Kalevala
This volume is a reissue of Eino Friberg’s translation of the Kalevala, the first major published work of secular poetry in Finnish. The Kalevala was originally compiled by Elias Lönnrot, who traveled through remote areas of Karelia, Finland, during the 1800s, transcribing poems recited by rural women and men, whom he compared to the Homeric bards of Greek antiquity and to the Icelandic bards whose poetry comprised the Edda. When Lönnrot first published these poems in 1835 under the title The Kalevala, or old Karelian Poems about Ancient Times of the Finnish People, it was a watershed moment in Finnish literature. The Kalevala exists in four major English translations and has been translated into over forty-seven languages. Among the English translations, two are by scholars (W.F. Kirby and Francis Peabody Magoun Jr.) and two are by poets (Keith Bosley and Friberg). Friberg’s is the first translation by a native speaker of Finnish and the only one by a blind poet.

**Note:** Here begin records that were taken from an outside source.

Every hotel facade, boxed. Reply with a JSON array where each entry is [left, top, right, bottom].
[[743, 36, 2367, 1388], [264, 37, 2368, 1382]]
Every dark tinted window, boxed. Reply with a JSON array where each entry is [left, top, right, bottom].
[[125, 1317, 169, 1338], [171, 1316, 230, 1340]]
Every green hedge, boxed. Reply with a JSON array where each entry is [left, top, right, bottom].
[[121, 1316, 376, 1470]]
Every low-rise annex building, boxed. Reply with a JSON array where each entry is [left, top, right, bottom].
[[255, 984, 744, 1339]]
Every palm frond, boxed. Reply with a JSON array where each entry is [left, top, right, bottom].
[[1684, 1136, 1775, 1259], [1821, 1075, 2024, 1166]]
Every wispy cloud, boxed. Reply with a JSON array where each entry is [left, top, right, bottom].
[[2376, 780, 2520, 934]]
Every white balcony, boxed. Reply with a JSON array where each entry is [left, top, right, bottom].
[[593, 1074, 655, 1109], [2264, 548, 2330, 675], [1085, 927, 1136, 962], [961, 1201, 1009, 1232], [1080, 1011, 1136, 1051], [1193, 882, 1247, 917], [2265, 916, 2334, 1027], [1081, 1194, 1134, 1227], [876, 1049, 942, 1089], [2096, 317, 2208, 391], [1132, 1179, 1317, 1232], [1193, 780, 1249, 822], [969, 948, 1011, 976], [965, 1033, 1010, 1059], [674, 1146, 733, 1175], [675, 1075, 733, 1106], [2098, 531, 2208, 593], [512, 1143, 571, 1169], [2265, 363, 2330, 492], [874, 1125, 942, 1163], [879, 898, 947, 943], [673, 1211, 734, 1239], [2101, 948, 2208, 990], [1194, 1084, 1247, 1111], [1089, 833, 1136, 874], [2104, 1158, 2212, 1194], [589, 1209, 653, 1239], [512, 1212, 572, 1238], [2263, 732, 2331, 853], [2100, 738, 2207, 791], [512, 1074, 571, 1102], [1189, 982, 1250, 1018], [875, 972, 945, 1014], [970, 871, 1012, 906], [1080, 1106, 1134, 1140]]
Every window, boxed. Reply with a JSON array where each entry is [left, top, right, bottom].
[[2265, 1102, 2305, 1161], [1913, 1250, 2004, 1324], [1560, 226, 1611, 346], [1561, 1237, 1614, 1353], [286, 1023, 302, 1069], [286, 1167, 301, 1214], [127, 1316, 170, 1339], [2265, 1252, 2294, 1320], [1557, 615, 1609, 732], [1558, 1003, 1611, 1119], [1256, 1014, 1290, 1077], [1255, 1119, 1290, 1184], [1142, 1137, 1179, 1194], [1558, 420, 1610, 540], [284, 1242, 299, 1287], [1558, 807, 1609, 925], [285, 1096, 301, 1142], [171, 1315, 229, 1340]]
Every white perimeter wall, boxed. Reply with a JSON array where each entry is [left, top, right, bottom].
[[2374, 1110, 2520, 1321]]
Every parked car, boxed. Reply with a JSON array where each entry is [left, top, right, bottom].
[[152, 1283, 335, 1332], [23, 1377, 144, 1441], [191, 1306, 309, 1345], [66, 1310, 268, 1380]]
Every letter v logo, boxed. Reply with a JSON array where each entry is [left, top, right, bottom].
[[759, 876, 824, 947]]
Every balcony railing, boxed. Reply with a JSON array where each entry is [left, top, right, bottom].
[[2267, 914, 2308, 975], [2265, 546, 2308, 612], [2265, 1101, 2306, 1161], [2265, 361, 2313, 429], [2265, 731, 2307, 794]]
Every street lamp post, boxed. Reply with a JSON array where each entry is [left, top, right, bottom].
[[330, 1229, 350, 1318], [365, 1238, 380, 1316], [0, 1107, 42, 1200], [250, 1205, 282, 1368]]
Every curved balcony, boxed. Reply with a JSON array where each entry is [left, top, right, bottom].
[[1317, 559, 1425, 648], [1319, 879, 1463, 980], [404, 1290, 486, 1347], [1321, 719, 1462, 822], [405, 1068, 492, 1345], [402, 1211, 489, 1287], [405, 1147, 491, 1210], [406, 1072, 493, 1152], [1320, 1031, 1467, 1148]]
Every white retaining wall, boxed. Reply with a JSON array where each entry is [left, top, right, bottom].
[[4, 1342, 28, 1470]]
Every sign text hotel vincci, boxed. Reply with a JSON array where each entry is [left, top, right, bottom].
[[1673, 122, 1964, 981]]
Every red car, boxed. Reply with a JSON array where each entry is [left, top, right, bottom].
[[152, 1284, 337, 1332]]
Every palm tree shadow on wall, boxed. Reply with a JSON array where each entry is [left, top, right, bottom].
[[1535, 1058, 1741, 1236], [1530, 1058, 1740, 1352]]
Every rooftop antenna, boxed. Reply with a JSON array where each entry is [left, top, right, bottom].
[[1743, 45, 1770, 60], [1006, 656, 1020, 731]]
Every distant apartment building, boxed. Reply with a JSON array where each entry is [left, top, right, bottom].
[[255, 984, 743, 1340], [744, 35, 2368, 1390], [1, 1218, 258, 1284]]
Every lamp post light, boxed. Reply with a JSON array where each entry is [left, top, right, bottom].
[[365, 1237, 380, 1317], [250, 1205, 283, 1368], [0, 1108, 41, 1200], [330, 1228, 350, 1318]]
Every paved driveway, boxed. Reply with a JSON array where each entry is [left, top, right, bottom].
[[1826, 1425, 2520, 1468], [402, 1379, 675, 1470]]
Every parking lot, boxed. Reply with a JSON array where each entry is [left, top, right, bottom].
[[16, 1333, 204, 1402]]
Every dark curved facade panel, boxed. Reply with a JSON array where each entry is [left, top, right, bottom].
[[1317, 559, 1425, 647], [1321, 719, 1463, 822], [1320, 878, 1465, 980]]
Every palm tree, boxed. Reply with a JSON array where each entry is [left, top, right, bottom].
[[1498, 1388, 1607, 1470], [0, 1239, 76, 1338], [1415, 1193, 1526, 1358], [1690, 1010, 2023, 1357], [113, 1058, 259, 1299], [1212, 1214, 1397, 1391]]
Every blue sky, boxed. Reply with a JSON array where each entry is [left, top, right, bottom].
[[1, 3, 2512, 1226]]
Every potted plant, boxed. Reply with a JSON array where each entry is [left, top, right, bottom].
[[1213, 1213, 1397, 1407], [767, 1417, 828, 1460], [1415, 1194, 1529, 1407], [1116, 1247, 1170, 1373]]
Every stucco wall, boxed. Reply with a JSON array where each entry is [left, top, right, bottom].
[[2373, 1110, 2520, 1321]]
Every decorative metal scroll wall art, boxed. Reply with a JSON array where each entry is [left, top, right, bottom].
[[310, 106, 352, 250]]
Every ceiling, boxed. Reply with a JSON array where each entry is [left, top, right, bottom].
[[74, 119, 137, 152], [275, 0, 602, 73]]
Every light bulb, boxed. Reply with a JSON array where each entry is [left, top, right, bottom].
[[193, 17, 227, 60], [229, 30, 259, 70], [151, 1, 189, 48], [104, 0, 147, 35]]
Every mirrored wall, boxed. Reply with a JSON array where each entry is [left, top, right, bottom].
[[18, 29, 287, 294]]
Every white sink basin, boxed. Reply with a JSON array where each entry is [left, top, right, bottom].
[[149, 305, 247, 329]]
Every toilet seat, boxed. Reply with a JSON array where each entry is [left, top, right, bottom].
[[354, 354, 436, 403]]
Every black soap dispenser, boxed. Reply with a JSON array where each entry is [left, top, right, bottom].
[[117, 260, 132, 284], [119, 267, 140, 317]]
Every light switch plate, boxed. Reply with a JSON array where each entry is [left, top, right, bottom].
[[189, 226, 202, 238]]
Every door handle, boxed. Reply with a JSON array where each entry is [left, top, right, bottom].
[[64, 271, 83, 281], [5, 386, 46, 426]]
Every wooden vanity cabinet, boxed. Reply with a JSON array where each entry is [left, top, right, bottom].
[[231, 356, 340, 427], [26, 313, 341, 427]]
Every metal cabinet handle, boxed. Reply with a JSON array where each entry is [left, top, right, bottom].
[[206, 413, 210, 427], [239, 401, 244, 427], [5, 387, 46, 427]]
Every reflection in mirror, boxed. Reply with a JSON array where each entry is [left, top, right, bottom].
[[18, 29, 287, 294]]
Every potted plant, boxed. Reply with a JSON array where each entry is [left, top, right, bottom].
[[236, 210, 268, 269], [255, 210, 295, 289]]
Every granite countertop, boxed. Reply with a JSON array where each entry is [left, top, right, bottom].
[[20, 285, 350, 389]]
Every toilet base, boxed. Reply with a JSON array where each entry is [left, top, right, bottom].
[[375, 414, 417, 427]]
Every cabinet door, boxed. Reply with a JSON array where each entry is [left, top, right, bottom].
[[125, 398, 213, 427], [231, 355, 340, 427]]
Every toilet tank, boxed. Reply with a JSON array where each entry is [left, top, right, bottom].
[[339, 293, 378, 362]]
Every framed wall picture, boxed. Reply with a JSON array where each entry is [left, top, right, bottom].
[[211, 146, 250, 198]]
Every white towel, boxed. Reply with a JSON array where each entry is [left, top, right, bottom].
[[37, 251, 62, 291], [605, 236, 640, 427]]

Friberg’s translation recreates some of the excitement that the 19th-century Finnish reader may have felt when first encountering this compilation of epic verse. As in many epics, the miracle of existence is a perpetual theme. When he is born after passing “thirty summers” in his mother’s womb, the demigod Väinämöinen is filled with yearning:
To behold the moon in heaven
And to wonder at the daylight,
Get to know the Great Bear’s grandeur
Or just to stare up at the stars.
A sense of wonder permeates every one of the fifty poems (called “runos”) in this epic tale of the adventures of four heroes interspersed with magic incantations and spells. The republication of this translation, which has been out of print for decades, will hopefully shine a light not just on the Finnish epic but also on Friberg’s extraordinary translational vision, which foregrounds the oral dimensions of the poem.